* Offshore yuan stumbles to nine-month low
* Yen, Swiss franc under pressure (New throughout, updates prices, market activity, comments to U.S. market open; new byline, changes dateline; previous LONDON)
By Saqib Iqbal Ahmed
NEW YORK, May 27 (Reuters) – The dollar steadied against the euro on Wednesday even as the common currency remained supported by news of a proposal for an economic recovery package to help the euro zone region recover from the coronavirus pandemic.
The euro was about flat against the dollar at $1.0979, after rising as high as $1.10315, its strongest since April 1. The common currency gained 0.8% on the greenback on Tuesday.
The European Union’s executive unveiled a 750 billion euro ($825.23 billion) plan on Wednesday to prop up economies hammered by the coronavirus crisis, hoping to end months of squabbling over how to fund a recovery that has exposed faultlines across the 27-nation bloc.
“An overnight rally helped the euro finally break above key psychological resistance,” said Joe Manimbo, senior market analyst, at Western Union Business Solutions in Washington.
“Still, deep divisions remain among EU nations about the strings attached to the aid, a factor that could limit euro gains,” Manimbo said.
The euro has struggled since falling in March, when investors rushed for the safety of dollars amid increased volatility in global financial markets.
Perceived safe-haven currencies, the Japanese yen and the Swiss franc, came under pressure on Wednesday as investors looked past increased U.S.-China tensions to bet on riskier assets in the hopes of a quick rebound from the economic hit from the coronavirus pandemic.
Against the yen, which tends to draw investors during times of geopolitical or financial stress given Japan’s status as the world’s largest creditor, the dollar was 0.21% higher.
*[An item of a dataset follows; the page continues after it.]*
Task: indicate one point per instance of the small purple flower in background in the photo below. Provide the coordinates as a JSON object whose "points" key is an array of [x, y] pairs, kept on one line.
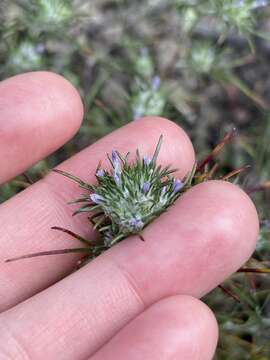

The greenback was up 0.39% against the franc, after Swiss National Bank Chairman Thomas Jordan said Swiss monetary policy must remain accommodative.
Worries about the U.S. response to China’s proposed security law for Hong Kong, however, kept safe-haven currencies from seeing sharper declines.
U.S. President Donald Trump said on Tuesday the United States would announce before the end of the week its response to China’s planned security bill for Hong Kong.
The offshore yuan fell to its lowest against the dollar since September of last year, during the U.S.-China trade dispute.
Sterling retreated below $1.23 as investor focus shifted back to the possibility of negative interest rates in Britain and comments from government officials that not much progress had been made in Brexit negotiations.